Toda incertidumbre puede ser como una astilla que se adentra más y más en las capas de la piel. Hasta perforar, incluso, la carne y despertarte de nervios.
Era evidente que, por más que librasen el camino, enterraran al ciervo y retomaran sus labores, el grito oído, paulatinamente, generaría curiosidad en seres tan básicos como en un ser humano.
Todo animal suele seguir sus instintos y el peligro a lo desconocido no le genera ninguna inquietud. Pero el hombre puede estar ciego, notando la muerte a centímetros de distancia, y querer descubrir más.
Efectivamente, todos estaban dispuestos a proseguir con sus labores. Aún existía un trecho extenso de nieve que había que abrir para liberar los senderos transitables. No obstante, uno de ellos, el de latidos más rítmicos, sentía una mezcla de miedo y curiosidad. Por si fuera poco, él había descubierto al animal muerto y había sido quien alertara al resto de los hombres.
En su meticulosa mente creía haber advertido rastros entre la nieve y huellas. Casi con soberbia, exclamaba:
– No.... No se trata de un oso –
Y poco a poco se acercaba al cobertizo. Mis labios comenzaban a tensionarse ante la tentación.
– ¿Hola? ¿Hay alguien ahí? –
Preguntaba, acercándose a la densidad de la noche, adónde se hallaba mi escondite.
Una carcajada resonó a la distancia y uno de los trabajadores gritó:
– Lo que falta es que el oso comprenda lo que dices –
A tiempo, esquivé una esfera de luz que se abría paso por la noche.
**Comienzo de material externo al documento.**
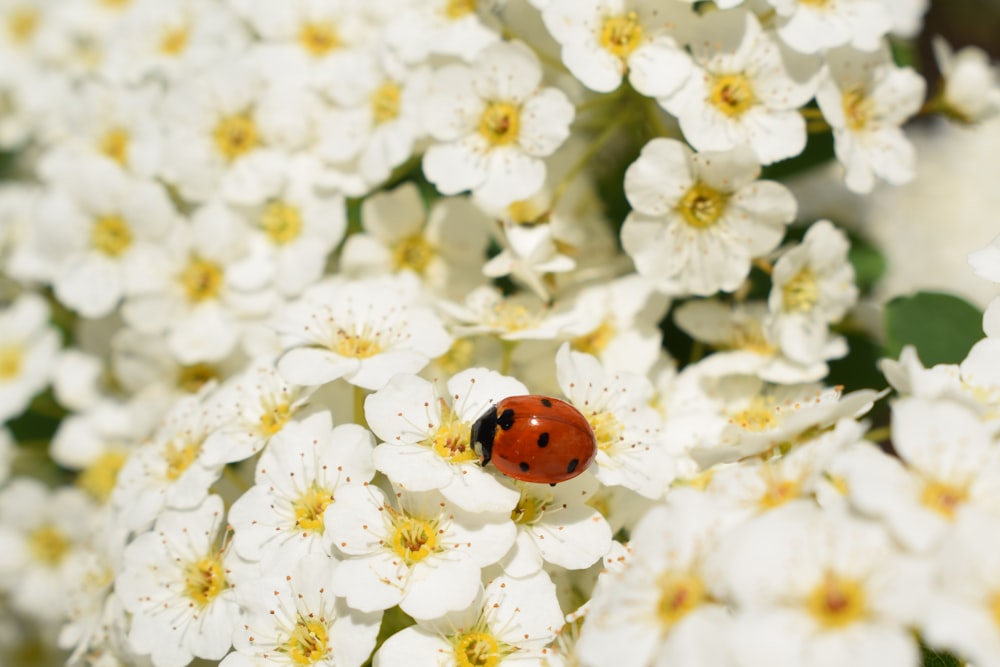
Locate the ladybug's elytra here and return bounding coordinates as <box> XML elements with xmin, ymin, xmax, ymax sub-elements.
<box><xmin>471</xmin><ymin>394</ymin><xmax>597</xmax><ymax>484</ymax></box>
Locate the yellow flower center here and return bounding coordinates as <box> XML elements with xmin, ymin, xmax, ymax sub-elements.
<box><xmin>177</xmin><ymin>363</ymin><xmax>219</xmax><ymax>394</ymax></box>
<box><xmin>389</xmin><ymin>514</ymin><xmax>438</xmax><ymax>565</ymax></box>
<box><xmin>260</xmin><ymin>201</ymin><xmax>302</xmax><ymax>245</ymax></box>
<box><xmin>729</xmin><ymin>396</ymin><xmax>778</xmax><ymax>433</ymax></box>
<box><xmin>76</xmin><ymin>451</ymin><xmax>128</xmax><ymax>503</ymax></box>
<box><xmin>90</xmin><ymin>215</ymin><xmax>132</xmax><ymax>257</ymax></box>
<box><xmin>510</xmin><ymin>494</ymin><xmax>548</xmax><ymax>526</ymax></box>
<box><xmin>212</xmin><ymin>113</ymin><xmax>260</xmax><ymax>162</ymax></box>
<box><xmin>0</xmin><ymin>343</ymin><xmax>24</xmax><ymax>380</ymax></box>
<box><xmin>600</xmin><ymin>12</ymin><xmax>642</xmax><ymax>60</ymax></box>
<box><xmin>278</xmin><ymin>616</ymin><xmax>331</xmax><ymax>665</ymax></box>
<box><xmin>331</xmin><ymin>329</ymin><xmax>382</xmax><ymax>359</ymax></box>
<box><xmin>781</xmin><ymin>266</ymin><xmax>819</xmax><ymax>313</ymax></box>
<box><xmin>806</xmin><ymin>573</ymin><xmax>867</xmax><ymax>629</ymax></box>
<box><xmin>677</xmin><ymin>183</ymin><xmax>728</xmax><ymax>229</ymax></box>
<box><xmin>920</xmin><ymin>480</ymin><xmax>969</xmax><ymax>520</ymax></box>
<box><xmin>710</xmin><ymin>74</ymin><xmax>754</xmax><ymax>118</ymax></box>
<box><xmin>7</xmin><ymin>7</ymin><xmax>40</xmax><ymax>44</ymax></box>
<box><xmin>843</xmin><ymin>90</ymin><xmax>873</xmax><ymax>132</ymax></box>
<box><xmin>292</xmin><ymin>486</ymin><xmax>333</xmax><ymax>533</ymax></box>
<box><xmin>163</xmin><ymin>442</ymin><xmax>201</xmax><ymax>482</ymax></box>
<box><xmin>180</xmin><ymin>257</ymin><xmax>222</xmax><ymax>303</ymax></box>
<box><xmin>587</xmin><ymin>412</ymin><xmax>625</xmax><ymax>452</ymax></box>
<box><xmin>371</xmin><ymin>81</ymin><xmax>402</xmax><ymax>125</ymax></box>
<box><xmin>444</xmin><ymin>0</ymin><xmax>476</xmax><ymax>19</ymax></box>
<box><xmin>758</xmin><ymin>479</ymin><xmax>799</xmax><ymax>510</ymax></box>
<box><xmin>160</xmin><ymin>26</ymin><xmax>191</xmax><ymax>56</ymax></box>
<box><xmin>479</xmin><ymin>102</ymin><xmax>521</xmax><ymax>146</ymax></box>
<box><xmin>299</xmin><ymin>23</ymin><xmax>343</xmax><ymax>57</ymax></box>
<box><xmin>28</xmin><ymin>525</ymin><xmax>70</xmax><ymax>567</ymax></box>
<box><xmin>455</xmin><ymin>632</ymin><xmax>503</xmax><ymax>667</ymax></box>
<box><xmin>570</xmin><ymin>320</ymin><xmax>617</xmax><ymax>356</ymax></box>
<box><xmin>257</xmin><ymin>403</ymin><xmax>292</xmax><ymax>437</ymax></box>
<box><xmin>184</xmin><ymin>556</ymin><xmax>228</xmax><ymax>607</ymax></box>
<box><xmin>656</xmin><ymin>571</ymin><xmax>708</xmax><ymax>629</ymax></box>
<box><xmin>97</xmin><ymin>127</ymin><xmax>129</xmax><ymax>166</ymax></box>
<box><xmin>424</xmin><ymin>399</ymin><xmax>478</xmax><ymax>463</ymax></box>
<box><xmin>392</xmin><ymin>234</ymin><xmax>434</xmax><ymax>274</ymax></box>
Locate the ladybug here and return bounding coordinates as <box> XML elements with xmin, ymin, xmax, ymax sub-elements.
<box><xmin>471</xmin><ymin>394</ymin><xmax>597</xmax><ymax>484</ymax></box>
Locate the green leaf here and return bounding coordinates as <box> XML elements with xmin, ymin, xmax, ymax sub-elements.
<box><xmin>885</xmin><ymin>292</ymin><xmax>983</xmax><ymax>367</ymax></box>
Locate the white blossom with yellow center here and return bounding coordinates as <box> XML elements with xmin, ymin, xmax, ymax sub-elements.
<box><xmin>621</xmin><ymin>138</ymin><xmax>797</xmax><ymax>296</ymax></box>
<box><xmin>115</xmin><ymin>495</ymin><xmax>239</xmax><ymax>665</ymax></box>
<box><xmin>658</xmin><ymin>8</ymin><xmax>822</xmax><ymax>164</ymax></box>
<box><xmin>376</xmin><ymin>572</ymin><xmax>563</xmax><ymax>667</ymax></box>
<box><xmin>220</xmin><ymin>554</ymin><xmax>382</xmax><ymax>667</ymax></box>
<box><xmin>365</xmin><ymin>368</ymin><xmax>528</xmax><ymax>513</ymax></box>
<box><xmin>542</xmin><ymin>0</ymin><xmax>695</xmax><ymax>97</ymax></box>
<box><xmin>278</xmin><ymin>274</ymin><xmax>452</xmax><ymax>389</ymax></box>
<box><xmin>324</xmin><ymin>484</ymin><xmax>516</xmax><ymax>619</ymax></box>
<box><xmin>717</xmin><ymin>500</ymin><xmax>930</xmax><ymax>665</ymax></box>
<box><xmin>229</xmin><ymin>410</ymin><xmax>375</xmax><ymax>571</ymax></box>
<box><xmin>816</xmin><ymin>47</ymin><xmax>926</xmax><ymax>194</ymax></box>
<box><xmin>766</xmin><ymin>220</ymin><xmax>858</xmax><ymax>364</ymax></box>
<box><xmin>423</xmin><ymin>42</ymin><xmax>575</xmax><ymax>207</ymax></box>
<box><xmin>556</xmin><ymin>343</ymin><xmax>676</xmax><ymax>498</ymax></box>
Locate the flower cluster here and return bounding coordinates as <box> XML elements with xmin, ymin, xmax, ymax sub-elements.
<box><xmin>0</xmin><ymin>0</ymin><xmax>1000</xmax><ymax>667</ymax></box>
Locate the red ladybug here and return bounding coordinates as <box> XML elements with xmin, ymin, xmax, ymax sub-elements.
<box><xmin>472</xmin><ymin>395</ymin><xmax>597</xmax><ymax>484</ymax></box>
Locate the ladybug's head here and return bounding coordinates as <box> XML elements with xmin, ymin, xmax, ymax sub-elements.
<box><xmin>470</xmin><ymin>405</ymin><xmax>497</xmax><ymax>466</ymax></box>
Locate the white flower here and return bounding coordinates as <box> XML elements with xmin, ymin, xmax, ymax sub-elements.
<box><xmin>316</xmin><ymin>56</ymin><xmax>430</xmax><ymax>189</ymax></box>
<box><xmin>659</xmin><ymin>9</ymin><xmax>820</xmax><ymax>164</ymax></box>
<box><xmin>160</xmin><ymin>64</ymin><xmax>312</xmax><ymax>205</ymax></box>
<box><xmin>542</xmin><ymin>0</ymin><xmax>692</xmax><ymax>97</ymax></box>
<box><xmin>768</xmin><ymin>0</ymin><xmax>892</xmax><ymax>53</ymax></box>
<box><xmin>921</xmin><ymin>511</ymin><xmax>1000</xmax><ymax>667</ymax></box>
<box><xmin>385</xmin><ymin>0</ymin><xmax>500</xmax><ymax>63</ymax></box>
<box><xmin>816</xmin><ymin>47</ymin><xmax>926</xmax><ymax>193</ymax></box>
<box><xmin>713</xmin><ymin>501</ymin><xmax>928</xmax><ymax>667</ymax></box>
<box><xmin>38</xmin><ymin>159</ymin><xmax>177</xmax><ymax>318</ymax></box>
<box><xmin>576</xmin><ymin>489</ymin><xmax>740</xmax><ymax>667</ymax></box>
<box><xmin>340</xmin><ymin>183</ymin><xmax>490</xmax><ymax>298</ymax></box>
<box><xmin>202</xmin><ymin>363</ymin><xmax>313</xmax><ymax>465</ymax></box>
<box><xmin>673</xmin><ymin>299</ymin><xmax>848</xmax><ymax>384</ymax></box>
<box><xmin>767</xmin><ymin>220</ymin><xmax>858</xmax><ymax>364</ymax></box>
<box><xmin>115</xmin><ymin>495</ymin><xmax>239</xmax><ymax>667</ymax></box>
<box><xmin>932</xmin><ymin>37</ymin><xmax>1000</xmax><ymax>123</ymax></box>
<box><xmin>0</xmin><ymin>293</ymin><xmax>60</xmax><ymax>422</ymax></box>
<box><xmin>365</xmin><ymin>368</ymin><xmax>528</xmax><ymax>512</ymax></box>
<box><xmin>373</xmin><ymin>572</ymin><xmax>563</xmax><ymax>667</ymax></box>
<box><xmin>220</xmin><ymin>554</ymin><xmax>382</xmax><ymax>667</ymax></box>
<box><xmin>483</xmin><ymin>220</ymin><xmax>576</xmax><ymax>300</ymax></box>
<box><xmin>556</xmin><ymin>343</ymin><xmax>675</xmax><ymax>498</ymax></box>
<box><xmin>229</xmin><ymin>410</ymin><xmax>375</xmax><ymax>572</ymax></box>
<box><xmin>324</xmin><ymin>485</ymin><xmax>516</xmax><ymax>619</ymax></box>
<box><xmin>278</xmin><ymin>274</ymin><xmax>452</xmax><ymax>389</ymax></box>
<box><xmin>837</xmin><ymin>398</ymin><xmax>1000</xmax><ymax>551</ymax></box>
<box><xmin>122</xmin><ymin>201</ymin><xmax>277</xmax><ymax>365</ymax></box>
<box><xmin>0</xmin><ymin>476</ymin><xmax>95</xmax><ymax>622</ymax></box>
<box><xmin>111</xmin><ymin>395</ymin><xmax>222</xmax><ymax>530</ymax></box>
<box><xmin>621</xmin><ymin>139</ymin><xmax>796</xmax><ymax>296</ymax></box>
<box><xmin>500</xmin><ymin>474</ymin><xmax>611</xmax><ymax>577</ymax></box>
<box><xmin>423</xmin><ymin>42</ymin><xmax>575</xmax><ymax>206</ymax></box>
<box><xmin>562</xmin><ymin>274</ymin><xmax>670</xmax><ymax>374</ymax></box>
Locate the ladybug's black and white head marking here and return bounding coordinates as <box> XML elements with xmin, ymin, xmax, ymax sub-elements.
<box><xmin>470</xmin><ymin>405</ymin><xmax>498</xmax><ymax>466</ymax></box>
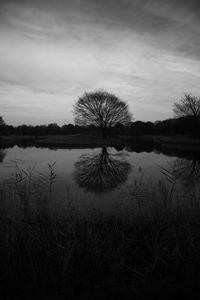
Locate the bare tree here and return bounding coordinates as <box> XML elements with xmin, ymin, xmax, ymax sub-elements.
<box><xmin>74</xmin><ymin>91</ymin><xmax>131</xmax><ymax>138</ymax></box>
<box><xmin>174</xmin><ymin>94</ymin><xmax>200</xmax><ymax>118</ymax></box>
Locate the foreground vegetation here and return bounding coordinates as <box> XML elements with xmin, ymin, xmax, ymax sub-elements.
<box><xmin>0</xmin><ymin>166</ymin><xmax>200</xmax><ymax>299</ymax></box>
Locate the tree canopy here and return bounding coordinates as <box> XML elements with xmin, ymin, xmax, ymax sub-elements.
<box><xmin>74</xmin><ymin>91</ymin><xmax>131</xmax><ymax>136</ymax></box>
<box><xmin>174</xmin><ymin>93</ymin><xmax>200</xmax><ymax>118</ymax></box>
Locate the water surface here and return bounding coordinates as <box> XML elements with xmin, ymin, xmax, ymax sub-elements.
<box><xmin>0</xmin><ymin>146</ymin><xmax>200</xmax><ymax>216</ymax></box>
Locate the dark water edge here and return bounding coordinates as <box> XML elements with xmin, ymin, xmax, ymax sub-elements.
<box><xmin>0</xmin><ymin>135</ymin><xmax>200</xmax><ymax>300</ymax></box>
<box><xmin>0</xmin><ymin>190</ymin><xmax>200</xmax><ymax>299</ymax></box>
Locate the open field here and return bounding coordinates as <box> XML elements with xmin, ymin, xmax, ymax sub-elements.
<box><xmin>0</xmin><ymin>171</ymin><xmax>200</xmax><ymax>300</ymax></box>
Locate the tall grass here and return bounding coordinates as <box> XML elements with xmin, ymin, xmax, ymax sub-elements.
<box><xmin>0</xmin><ymin>165</ymin><xmax>200</xmax><ymax>299</ymax></box>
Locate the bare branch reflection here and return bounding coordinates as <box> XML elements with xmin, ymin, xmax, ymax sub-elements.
<box><xmin>173</xmin><ymin>158</ymin><xmax>200</xmax><ymax>187</ymax></box>
<box><xmin>74</xmin><ymin>147</ymin><xmax>131</xmax><ymax>193</ymax></box>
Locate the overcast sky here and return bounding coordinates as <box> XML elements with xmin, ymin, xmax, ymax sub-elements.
<box><xmin>0</xmin><ymin>0</ymin><xmax>200</xmax><ymax>125</ymax></box>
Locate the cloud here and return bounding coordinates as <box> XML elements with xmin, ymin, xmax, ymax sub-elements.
<box><xmin>0</xmin><ymin>0</ymin><xmax>200</xmax><ymax>123</ymax></box>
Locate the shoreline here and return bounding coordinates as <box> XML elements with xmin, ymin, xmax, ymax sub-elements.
<box><xmin>0</xmin><ymin>134</ymin><xmax>200</xmax><ymax>151</ymax></box>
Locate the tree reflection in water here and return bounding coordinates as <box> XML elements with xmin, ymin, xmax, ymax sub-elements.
<box><xmin>74</xmin><ymin>147</ymin><xmax>131</xmax><ymax>193</ymax></box>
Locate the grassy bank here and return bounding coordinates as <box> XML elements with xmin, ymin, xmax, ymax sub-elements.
<box><xmin>1</xmin><ymin>134</ymin><xmax>123</xmax><ymax>149</ymax></box>
<box><xmin>0</xmin><ymin>134</ymin><xmax>200</xmax><ymax>151</ymax></box>
<box><xmin>0</xmin><ymin>166</ymin><xmax>200</xmax><ymax>299</ymax></box>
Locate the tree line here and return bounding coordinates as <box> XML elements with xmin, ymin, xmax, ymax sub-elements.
<box><xmin>0</xmin><ymin>91</ymin><xmax>200</xmax><ymax>137</ymax></box>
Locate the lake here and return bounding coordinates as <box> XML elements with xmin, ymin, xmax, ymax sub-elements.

El curioso había traído, incluso, su linterna, para inspeccionar. Podía percibir su miedo en el límite más alto.
– N... Les digo que no es un oso –
Tartamudeaba el muchacho, a punto de adentrarse ciegamente hacia el cobertizo.
Y, aunque me ganara el estímulo, era consciente. Asesinar a este atraería a un panal de curiosos. Por lo tanto, tomé el Cristo redentor y, a costa de sentir como se me derretían los dedos, lo arrojé hacia fuera.
Entre sus botas, el muchacho advirtió el símbolo.
A poco pretendía arrodillarse para tomarlo, cuando un denso aroma, a carne quemada, le tomó por sorpresa.
Pudo alzar la vista y, apuntando su linterna, advirtió densas bocanadas de humo que se abrían paso desde lo más insondable.
– ¿Qu... Qué demonios es eso? –
El muchacho tomó el símbolo de madera y, de pronto su corazón comenzó a descender su bravura. Se internaba al galpón, dispuesto a saberlo todo, a medida apuntaba la luz hacia el origen de la humareda.